Hi Gerannpassa. Why don't we throw down the gauntlet to you and anybody else who want the best deal on a new motorhome. We at Blue Motorhome centre can hopefully offer you and others better value because our over heads are a lot lower than the big boys in this game. There is a lot of milage in what you say in using MHF as the prim this would save the dealer a lot of time and money. Try Us.


----------



## nukeadmin (Oct 10, 2003)

> Thinking about it, is this already in place with Br*wnh*lls? We get a lot of their customers asking for help, which they get, and many people have said they got a good deal from them. Come on, Nuke, come clean. We know who you've been talking to!!!


There is no discount scheme or any other scheme in operation with Brownhills or any dealers, although I would welcome this sort of offer for MHF 
The only person within Brownhills I have ever spoken to was our member Matt who went ever so slightly off the rails and needed some ahem direction


----------



## griffly16 (Jul 6, 2006)

We also were impressed by these motorhomes. Unfortunately, looking at the brochure the payload on some of these models seems pathetic (if I'm working it out correctly - they don't specify payload).

E.g we liked the 73 LD - Gross weight 3500, kerb weight 3110 = 390kg payload - I don't think that's enough. Even worse is the 72SLB - Gross weight 3230, curb weight 3110 = 120kg !!!! 

Someone please tell me I'm wrong.

Griff


----------



## Telbell (May 1, 2005)

Blimey.....two year-old thread resurrected.

Griff- - there are at least three MHF-ers with a Fleurette now. "Happycampers" "cabby"....and us!
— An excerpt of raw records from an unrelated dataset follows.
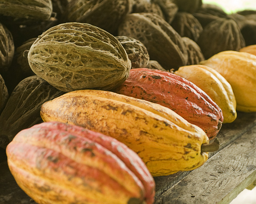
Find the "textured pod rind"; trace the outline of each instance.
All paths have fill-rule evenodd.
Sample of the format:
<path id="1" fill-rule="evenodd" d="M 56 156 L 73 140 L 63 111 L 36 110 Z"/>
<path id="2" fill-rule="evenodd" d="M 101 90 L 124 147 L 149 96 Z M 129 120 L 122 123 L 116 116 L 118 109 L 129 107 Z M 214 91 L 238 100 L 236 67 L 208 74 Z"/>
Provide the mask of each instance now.
<path id="1" fill-rule="evenodd" d="M 223 123 L 236 118 L 236 102 L 230 84 L 219 73 L 200 64 L 181 67 L 174 74 L 185 78 L 204 91 L 220 108 Z"/>
<path id="2" fill-rule="evenodd" d="M 0 23 L 0 74 L 6 72 L 11 66 L 14 50 L 11 33 L 5 26 Z"/>
<path id="3" fill-rule="evenodd" d="M 4 0 L 0 2 L 0 14 L 15 18 L 47 21 L 52 10 L 51 0 Z"/>
<path id="4" fill-rule="evenodd" d="M 145 67 L 149 61 L 149 55 L 145 45 L 139 40 L 128 36 L 116 36 L 128 55 L 132 69 Z"/>
<path id="5" fill-rule="evenodd" d="M 134 69 L 137 70 L 137 69 Z M 209 138 L 198 127 L 156 103 L 110 91 L 84 90 L 66 93 L 41 108 L 45 122 L 81 126 L 112 137 L 137 153 L 153 176 L 201 166 Z"/>
<path id="6" fill-rule="evenodd" d="M 67 22 L 91 24 L 115 35 L 131 12 L 131 0 L 72 0 L 67 6 Z"/>
<path id="7" fill-rule="evenodd" d="M 126 80 L 131 66 L 116 38 L 80 23 L 60 24 L 47 30 L 32 45 L 28 58 L 36 74 L 66 92 L 113 88 Z"/>
<path id="8" fill-rule="evenodd" d="M 37 75 L 21 81 L 9 96 L 0 115 L 0 147 L 6 148 L 21 130 L 42 123 L 42 104 L 64 93 Z"/>
<path id="9" fill-rule="evenodd" d="M 217 71 L 230 84 L 237 110 L 256 112 L 256 56 L 243 52 L 224 51 L 200 64 Z"/>
<path id="10" fill-rule="evenodd" d="M 167 72 L 134 69 L 112 91 L 167 107 L 201 128 L 210 139 L 216 136 L 223 121 L 221 110 L 204 92 L 185 79 Z"/>
<path id="11" fill-rule="evenodd" d="M 234 20 L 225 18 L 219 18 L 206 27 L 197 43 L 206 59 L 223 51 L 239 51 L 245 46 L 238 24 Z"/>
<path id="12" fill-rule="evenodd" d="M 118 33 L 140 41 L 146 48 L 150 60 L 158 61 L 167 70 L 177 69 L 187 63 L 187 53 L 181 37 L 157 15 L 129 14 L 119 27 Z"/>
<path id="13" fill-rule="evenodd" d="M 145 164 L 102 134 L 42 123 L 18 132 L 6 153 L 17 183 L 38 203 L 154 202 L 154 182 Z"/>
<path id="14" fill-rule="evenodd" d="M 0 74 L 0 115 L 7 102 L 9 94 L 5 81 Z"/>

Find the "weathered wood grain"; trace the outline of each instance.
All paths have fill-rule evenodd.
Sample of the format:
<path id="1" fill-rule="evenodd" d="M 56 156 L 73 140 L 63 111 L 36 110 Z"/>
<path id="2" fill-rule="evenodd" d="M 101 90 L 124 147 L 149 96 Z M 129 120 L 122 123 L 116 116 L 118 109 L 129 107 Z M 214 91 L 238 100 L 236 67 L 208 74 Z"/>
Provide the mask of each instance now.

We all have the 73LJ-cabby and I have the 3litre. (any others please stand up!! :lol: )

We are really pleased with the build quality, and the layout bis perfect for us.

You may be right about payload. Happycampers (Nigel) has had his weight uprated-I'm sure he'll be content for you to PM him. I haven';t bothered yet (seems weird to me that you can legally increase the payload considerably just by paytng a couple of hundred quid and getting a piece of paper!-) doesn't alter safety aspects or physicval capacity to take additional weight!
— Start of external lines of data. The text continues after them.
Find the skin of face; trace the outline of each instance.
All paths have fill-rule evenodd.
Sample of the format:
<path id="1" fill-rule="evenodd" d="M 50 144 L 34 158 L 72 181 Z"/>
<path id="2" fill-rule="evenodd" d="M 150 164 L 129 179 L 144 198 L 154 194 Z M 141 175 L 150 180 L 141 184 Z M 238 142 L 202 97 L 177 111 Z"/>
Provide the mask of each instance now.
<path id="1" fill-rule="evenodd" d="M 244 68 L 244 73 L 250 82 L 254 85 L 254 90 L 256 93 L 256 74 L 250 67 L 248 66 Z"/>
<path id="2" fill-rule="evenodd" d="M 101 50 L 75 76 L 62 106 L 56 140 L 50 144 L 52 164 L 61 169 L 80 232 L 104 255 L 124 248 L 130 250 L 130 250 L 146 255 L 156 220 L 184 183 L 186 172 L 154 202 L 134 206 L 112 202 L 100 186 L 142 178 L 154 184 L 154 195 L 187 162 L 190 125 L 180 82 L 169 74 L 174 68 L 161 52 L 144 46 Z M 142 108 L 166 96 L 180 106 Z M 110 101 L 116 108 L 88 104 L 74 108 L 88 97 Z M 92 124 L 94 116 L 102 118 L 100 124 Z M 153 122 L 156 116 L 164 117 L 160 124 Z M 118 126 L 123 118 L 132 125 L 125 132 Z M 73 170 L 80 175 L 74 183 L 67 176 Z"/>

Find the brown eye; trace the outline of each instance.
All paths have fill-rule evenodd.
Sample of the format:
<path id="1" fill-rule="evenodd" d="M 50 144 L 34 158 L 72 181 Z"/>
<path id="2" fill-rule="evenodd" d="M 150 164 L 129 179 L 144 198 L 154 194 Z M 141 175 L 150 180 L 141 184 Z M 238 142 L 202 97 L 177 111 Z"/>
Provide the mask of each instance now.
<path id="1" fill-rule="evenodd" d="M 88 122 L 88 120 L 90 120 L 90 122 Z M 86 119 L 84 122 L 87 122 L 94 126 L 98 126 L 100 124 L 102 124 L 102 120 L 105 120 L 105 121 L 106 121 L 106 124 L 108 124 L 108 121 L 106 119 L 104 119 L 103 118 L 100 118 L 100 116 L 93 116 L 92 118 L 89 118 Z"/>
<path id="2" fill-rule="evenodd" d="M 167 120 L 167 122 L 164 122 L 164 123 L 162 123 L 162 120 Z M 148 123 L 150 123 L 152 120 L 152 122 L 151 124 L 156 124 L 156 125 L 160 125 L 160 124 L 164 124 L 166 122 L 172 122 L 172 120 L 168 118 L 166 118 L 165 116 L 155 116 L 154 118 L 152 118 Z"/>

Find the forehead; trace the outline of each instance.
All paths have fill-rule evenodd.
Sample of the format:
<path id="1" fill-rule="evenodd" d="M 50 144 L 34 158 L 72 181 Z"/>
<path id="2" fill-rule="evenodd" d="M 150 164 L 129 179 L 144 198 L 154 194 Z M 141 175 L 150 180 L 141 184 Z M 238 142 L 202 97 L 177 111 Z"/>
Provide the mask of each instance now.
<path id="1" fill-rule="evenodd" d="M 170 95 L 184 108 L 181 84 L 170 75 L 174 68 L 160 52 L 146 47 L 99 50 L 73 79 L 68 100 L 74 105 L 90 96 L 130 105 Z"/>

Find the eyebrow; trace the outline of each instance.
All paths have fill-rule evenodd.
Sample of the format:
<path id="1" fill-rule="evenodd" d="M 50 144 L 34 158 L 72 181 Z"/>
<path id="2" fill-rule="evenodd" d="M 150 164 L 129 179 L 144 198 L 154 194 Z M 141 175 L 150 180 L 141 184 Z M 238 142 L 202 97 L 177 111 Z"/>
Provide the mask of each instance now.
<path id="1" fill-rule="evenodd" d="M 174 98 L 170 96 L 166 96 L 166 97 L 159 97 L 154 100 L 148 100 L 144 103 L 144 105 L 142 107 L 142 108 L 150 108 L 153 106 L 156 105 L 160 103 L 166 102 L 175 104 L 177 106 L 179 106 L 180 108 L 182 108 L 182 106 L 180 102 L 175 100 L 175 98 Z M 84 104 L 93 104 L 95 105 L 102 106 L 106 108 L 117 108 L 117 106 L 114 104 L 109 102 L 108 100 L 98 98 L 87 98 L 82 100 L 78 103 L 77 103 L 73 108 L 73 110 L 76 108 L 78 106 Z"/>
Having said that I may go down that road in case we're stopped by vehicle examiners!

Incidentally-BlueMotorhome Centre (weedy) who posted previously on this thread, don't do Fleurette anymore.


----------



## Happycampers (Mar 11, 2008)

Hi Griff..Well as Terry said I had my 73lj chassis uprated to 3850 kg which is only a paper exercise, you get a new stick on plate and a certificate which you take to your local DVLA office and they do the rest.
One good piont is you only pay £165 road tax as your classed as heavy private goods :?  .
SV Tech are the company i dealt with,Gareth is very helpful.
If your buying new perhaps you could get a deal from Southdowns, the only other option is to drive it with an empty fresh watertank that will give you an extra 150kg payload (like Terry does  :wink: )
Nice vans they are aswell

Regards Nigel


----------